Decorated ‘Hero of Ukraine’ learns to live with bionic arms


Valeriy Kucherenko is a decorated “Hero of Ukraine” but the battle he is currently fighting is learning how to eat and use the toilet alone.

Seriously injured in October, the burly 30-year-old is a double amputee with two prosthetic arms.

More and more Ukrainian soldiers like him are losing limbs in a war that has dragged into a third year, and being forced to adjust to life in a country with few facilities for persons with disabilities.

“I have new arms and I need to get used to it. And you have to realise that this is for the rest of your life. This is your whole future,” Mr. Kucherenko said.

The Protez Foundation, a U.S. non-profit, fitted Mr. Kucherenko with bionic prosthetic arms after a fundraising campaign.

Made by a Ukrainian start-up called Esper, they have chargeable batteries and are operated via muscles in his stumps.

But he has not adapted to the prosthetic arms completely, and they often become loose.
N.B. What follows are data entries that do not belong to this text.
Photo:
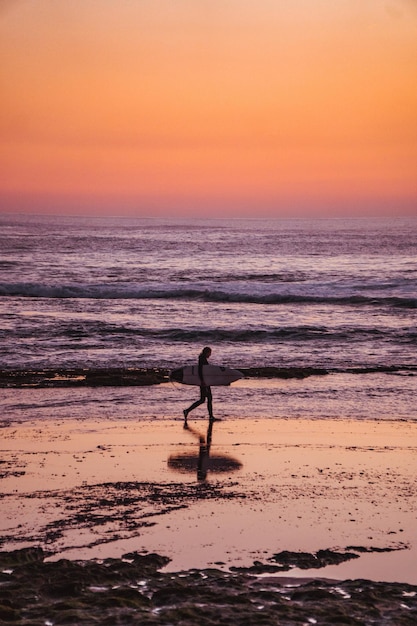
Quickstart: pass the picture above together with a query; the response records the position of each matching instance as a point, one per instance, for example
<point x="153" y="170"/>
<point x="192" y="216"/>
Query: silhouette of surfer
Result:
<point x="205" y="390"/>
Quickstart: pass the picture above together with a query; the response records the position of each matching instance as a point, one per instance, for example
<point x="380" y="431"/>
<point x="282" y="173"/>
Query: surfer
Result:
<point x="205" y="390"/>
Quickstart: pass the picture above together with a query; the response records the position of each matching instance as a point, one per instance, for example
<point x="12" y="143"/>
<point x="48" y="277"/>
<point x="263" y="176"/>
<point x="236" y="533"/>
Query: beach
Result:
<point x="267" y="504"/>
<point x="298" y="507"/>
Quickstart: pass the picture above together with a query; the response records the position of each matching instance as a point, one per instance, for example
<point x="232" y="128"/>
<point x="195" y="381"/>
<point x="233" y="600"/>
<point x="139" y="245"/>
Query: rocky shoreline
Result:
<point x="144" y="376"/>
<point x="134" y="590"/>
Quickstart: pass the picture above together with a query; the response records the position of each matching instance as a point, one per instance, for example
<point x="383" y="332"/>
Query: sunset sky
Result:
<point x="208" y="107"/>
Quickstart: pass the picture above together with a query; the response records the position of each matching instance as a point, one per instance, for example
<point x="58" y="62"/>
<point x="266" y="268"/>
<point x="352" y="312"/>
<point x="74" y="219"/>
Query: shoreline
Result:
<point x="63" y="377"/>
<point x="96" y="488"/>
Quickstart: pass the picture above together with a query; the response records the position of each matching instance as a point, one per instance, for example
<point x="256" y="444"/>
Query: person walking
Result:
<point x="205" y="390"/>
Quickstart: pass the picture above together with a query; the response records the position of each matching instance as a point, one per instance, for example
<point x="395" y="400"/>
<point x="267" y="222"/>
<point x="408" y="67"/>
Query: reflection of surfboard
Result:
<point x="215" y="463"/>
<point x="214" y="375"/>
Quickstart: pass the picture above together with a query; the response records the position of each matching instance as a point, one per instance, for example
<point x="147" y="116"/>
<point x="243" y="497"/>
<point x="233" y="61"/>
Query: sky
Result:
<point x="208" y="107"/>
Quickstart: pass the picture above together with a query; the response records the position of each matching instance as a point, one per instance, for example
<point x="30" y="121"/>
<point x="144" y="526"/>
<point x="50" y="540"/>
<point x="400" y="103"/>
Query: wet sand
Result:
<point x="263" y="503"/>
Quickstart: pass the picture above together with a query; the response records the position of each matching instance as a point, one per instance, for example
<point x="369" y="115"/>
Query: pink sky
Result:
<point x="209" y="107"/>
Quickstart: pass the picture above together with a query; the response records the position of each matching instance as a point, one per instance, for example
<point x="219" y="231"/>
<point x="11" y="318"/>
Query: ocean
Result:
<point x="337" y="295"/>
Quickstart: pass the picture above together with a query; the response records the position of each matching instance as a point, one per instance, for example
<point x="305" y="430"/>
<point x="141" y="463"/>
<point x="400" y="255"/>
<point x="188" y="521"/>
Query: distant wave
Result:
<point x="135" y="292"/>
<point x="96" y="330"/>
<point x="126" y="377"/>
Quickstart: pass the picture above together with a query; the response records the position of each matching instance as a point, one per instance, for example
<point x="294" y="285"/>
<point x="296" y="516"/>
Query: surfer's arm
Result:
<point x="200" y="372"/>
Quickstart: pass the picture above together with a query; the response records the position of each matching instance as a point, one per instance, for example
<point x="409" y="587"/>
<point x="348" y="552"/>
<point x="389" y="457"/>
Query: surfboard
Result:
<point x="214" y="375"/>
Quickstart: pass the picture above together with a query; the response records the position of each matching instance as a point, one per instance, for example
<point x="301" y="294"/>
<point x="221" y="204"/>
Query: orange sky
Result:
<point x="209" y="107"/>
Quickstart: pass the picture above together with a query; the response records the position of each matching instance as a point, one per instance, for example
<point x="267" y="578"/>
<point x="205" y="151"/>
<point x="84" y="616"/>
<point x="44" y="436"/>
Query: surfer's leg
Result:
<point x="209" y="402"/>
<point x="197" y="403"/>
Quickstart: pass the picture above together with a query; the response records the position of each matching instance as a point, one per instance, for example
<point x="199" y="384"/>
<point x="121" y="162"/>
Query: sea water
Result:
<point x="337" y="294"/>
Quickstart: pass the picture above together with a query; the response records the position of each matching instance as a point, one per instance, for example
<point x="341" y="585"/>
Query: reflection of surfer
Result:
<point x="204" y="450"/>
<point x="204" y="462"/>
<point x="205" y="391"/>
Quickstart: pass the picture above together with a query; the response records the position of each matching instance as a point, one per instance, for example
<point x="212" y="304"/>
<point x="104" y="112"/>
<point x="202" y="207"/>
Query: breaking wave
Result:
<point x="132" y="292"/>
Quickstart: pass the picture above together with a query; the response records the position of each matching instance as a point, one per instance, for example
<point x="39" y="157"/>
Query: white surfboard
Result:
<point x="214" y="375"/>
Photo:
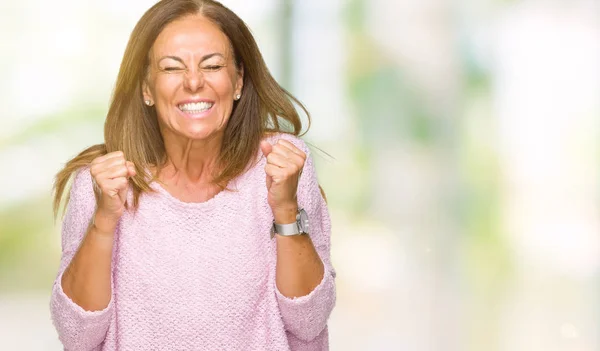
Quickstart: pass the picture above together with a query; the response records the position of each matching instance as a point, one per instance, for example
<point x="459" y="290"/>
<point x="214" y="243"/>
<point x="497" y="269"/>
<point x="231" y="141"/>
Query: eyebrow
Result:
<point x="204" y="58"/>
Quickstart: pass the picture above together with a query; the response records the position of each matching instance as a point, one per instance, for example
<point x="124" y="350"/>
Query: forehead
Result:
<point x="191" y="35"/>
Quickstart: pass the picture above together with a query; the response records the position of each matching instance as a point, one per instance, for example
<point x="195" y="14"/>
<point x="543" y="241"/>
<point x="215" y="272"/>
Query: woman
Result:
<point x="199" y="224"/>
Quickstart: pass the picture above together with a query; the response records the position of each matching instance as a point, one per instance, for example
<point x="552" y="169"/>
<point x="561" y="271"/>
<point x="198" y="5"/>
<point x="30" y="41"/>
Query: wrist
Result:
<point x="285" y="214"/>
<point x="105" y="223"/>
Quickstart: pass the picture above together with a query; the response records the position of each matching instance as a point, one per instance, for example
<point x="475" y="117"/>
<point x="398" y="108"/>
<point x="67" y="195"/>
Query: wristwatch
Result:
<point x="297" y="228"/>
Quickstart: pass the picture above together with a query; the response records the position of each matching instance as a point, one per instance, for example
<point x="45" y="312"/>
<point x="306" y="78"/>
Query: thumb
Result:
<point x="266" y="147"/>
<point x="130" y="169"/>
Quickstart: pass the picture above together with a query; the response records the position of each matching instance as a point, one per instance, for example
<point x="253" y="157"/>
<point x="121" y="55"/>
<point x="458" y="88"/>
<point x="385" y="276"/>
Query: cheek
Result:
<point x="165" y="86"/>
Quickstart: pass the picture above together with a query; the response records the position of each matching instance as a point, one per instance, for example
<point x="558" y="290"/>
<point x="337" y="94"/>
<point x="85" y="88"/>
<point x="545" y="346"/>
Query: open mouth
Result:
<point x="195" y="108"/>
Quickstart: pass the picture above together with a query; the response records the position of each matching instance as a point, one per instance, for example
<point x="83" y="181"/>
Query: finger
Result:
<point x="291" y="147"/>
<point x="292" y="160"/>
<point x="111" y="187"/>
<point x="275" y="173"/>
<point x="108" y="156"/>
<point x="113" y="172"/>
<point x="266" y="147"/>
<point x="278" y="160"/>
<point x="297" y="156"/>
<point x="131" y="168"/>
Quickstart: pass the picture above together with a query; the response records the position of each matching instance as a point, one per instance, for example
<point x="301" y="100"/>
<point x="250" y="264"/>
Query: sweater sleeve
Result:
<point x="306" y="317"/>
<point x="77" y="328"/>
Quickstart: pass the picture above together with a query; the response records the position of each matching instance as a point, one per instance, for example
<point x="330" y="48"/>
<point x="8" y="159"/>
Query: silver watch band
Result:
<point x="299" y="227"/>
<point x="287" y="229"/>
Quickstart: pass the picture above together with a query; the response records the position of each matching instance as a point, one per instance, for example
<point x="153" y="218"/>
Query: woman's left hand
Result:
<point x="283" y="168"/>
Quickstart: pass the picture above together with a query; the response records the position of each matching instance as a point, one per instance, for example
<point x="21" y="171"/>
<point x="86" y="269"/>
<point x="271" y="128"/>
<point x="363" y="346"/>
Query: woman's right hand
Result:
<point x="111" y="174"/>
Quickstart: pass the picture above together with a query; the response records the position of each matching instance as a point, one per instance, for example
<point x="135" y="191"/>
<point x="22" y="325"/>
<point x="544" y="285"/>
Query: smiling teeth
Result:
<point x="195" y="107"/>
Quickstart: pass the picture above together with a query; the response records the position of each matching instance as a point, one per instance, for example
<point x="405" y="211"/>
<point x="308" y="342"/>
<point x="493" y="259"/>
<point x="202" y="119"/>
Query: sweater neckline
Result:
<point x="191" y="205"/>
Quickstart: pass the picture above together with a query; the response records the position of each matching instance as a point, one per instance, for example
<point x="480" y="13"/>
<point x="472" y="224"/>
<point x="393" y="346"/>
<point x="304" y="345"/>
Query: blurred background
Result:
<point x="463" y="176"/>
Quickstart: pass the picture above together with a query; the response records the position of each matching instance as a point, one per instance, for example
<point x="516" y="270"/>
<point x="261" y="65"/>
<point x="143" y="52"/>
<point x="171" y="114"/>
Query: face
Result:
<point x="192" y="79"/>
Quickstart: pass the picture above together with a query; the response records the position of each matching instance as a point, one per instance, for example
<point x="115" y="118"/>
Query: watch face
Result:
<point x="303" y="221"/>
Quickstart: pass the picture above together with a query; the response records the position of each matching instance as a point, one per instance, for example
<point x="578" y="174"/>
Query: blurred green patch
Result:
<point x="29" y="248"/>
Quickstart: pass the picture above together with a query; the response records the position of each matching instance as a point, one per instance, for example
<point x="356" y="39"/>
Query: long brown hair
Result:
<point x="132" y="127"/>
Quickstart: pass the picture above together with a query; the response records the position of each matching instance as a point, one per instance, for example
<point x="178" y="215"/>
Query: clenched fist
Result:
<point x="284" y="167"/>
<point x="110" y="174"/>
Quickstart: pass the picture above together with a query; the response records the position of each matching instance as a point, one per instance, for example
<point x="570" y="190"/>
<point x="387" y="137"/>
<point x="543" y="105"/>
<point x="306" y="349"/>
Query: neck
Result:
<point x="190" y="161"/>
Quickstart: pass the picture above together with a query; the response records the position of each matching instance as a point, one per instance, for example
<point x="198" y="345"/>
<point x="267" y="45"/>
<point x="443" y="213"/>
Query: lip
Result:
<point x="195" y="115"/>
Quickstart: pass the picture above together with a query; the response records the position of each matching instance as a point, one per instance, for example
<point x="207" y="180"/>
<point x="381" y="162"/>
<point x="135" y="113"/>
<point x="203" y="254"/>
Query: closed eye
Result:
<point x="213" y="67"/>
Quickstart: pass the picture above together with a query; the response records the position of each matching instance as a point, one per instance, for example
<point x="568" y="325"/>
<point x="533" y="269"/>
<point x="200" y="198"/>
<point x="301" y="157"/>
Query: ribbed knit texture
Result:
<point x="198" y="276"/>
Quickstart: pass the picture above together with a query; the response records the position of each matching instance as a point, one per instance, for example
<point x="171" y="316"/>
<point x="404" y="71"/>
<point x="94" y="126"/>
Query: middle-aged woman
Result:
<point x="199" y="224"/>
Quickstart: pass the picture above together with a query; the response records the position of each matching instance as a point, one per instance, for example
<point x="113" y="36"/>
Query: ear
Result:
<point x="239" y="83"/>
<point x="146" y="91"/>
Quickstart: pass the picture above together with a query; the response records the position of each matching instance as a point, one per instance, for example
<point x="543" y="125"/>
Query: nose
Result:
<point x="194" y="80"/>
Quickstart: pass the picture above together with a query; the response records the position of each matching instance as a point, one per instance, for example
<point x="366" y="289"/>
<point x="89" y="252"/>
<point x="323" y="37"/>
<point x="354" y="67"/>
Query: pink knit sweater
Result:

This was normal due to loss of muscle mass, explained Jim Henrichsen, the U.S. specialist who fitted his arms.

Mr. Kucherenko served in the Army from 2015 to 2017, and then rejoined when Russia invaded in 2022. A junior sergeant, he was injured leading troops as they stormed Russian positions in the eastern Lugansk region.

Hero’s honour

Shrapnel from a hand grenade peppered his arms, leg and eyes, one of which now only sees light and dark. Mr. Kucherenko was awarded Ukraine’s highest honour, the Hero of Ukraine medal, for his acts.

“You are a hero. In Ukraine, no one forgets such heroes,”President Volodymyr Zelenskyy told him in hospital.

After his new arms were fitted, “the very first thing I wanted to do was go to the toilet independently because this was a big problem for me,” he said.

“That was one of the greatest joys.” But it is a work in progress, said his 25-year-old wife, Veronika.

With prosthetics, “it’s easier, he can eat on his own,” she said. But the hardest thing is “going to the toilet. He still cannot go by himself”.

Testing his bionic hand, Mr. Kucherenko raised a bottle of water to his mouth. It slipped and Veronika caught it.

“He needs more time, he needs to learn, to train. Then there will be a result,” she said. Prosthetics give amputees “a chance” says a poster at the Protez Foundation, which has a waiting list of 1,600 soldiers. “It’s a dream,” says one soldier getting a prosthetic arm.

Strong soldiers

Soldiers “are in good shape, they are strong… They make me look good because they are really sharp,” said Mr. Henrichsen. “Valeriy was just like, ‘Let’s go!’” he said of Mr. Kucherenko. But many may not realise the difficulties ahead, added the specialist.

“I don’t know if they are necessarily aware of that: the usage of the (prosthetic) hand, how much work it takes to get familiarised with it,” he said.

In central Kyiv, Mr. Kucherenko’s black and silver hands attracted curious glances. “Most people who come across someone like me are understanding and supportive… But there are many people who don’t yet understand what it is,” he said.

Until recently he used a wheelchair and found the city “not adapted at all”.

Panoramic windows at the Protez Foundation clinic allow passers-by to see amputees. This is deliberate, because a wounded soldier “is a hero twice over”, said CEO Yury Aroshidze. “I’m all for it. Ukrainians and Kyiv residents must see and understand the consequences of war,” Mr. Kucherenko said.

As a Hero of Ukraine, Mr. Kucherenko should receive a flat, but now lives in a small rented apartment in Bila Tserkva, a city south of Kyiv.

Mr. Kucherenko plans to return to the military as an instructor. “I won’t be able to fight, but I will still be able to help the armed forces,” he said.

He recently visited his unit “to show them that I’m here, I’m alive. I can do it.” He even fired an assault rifle.

“He will go back. He lives for this,” Veronika said.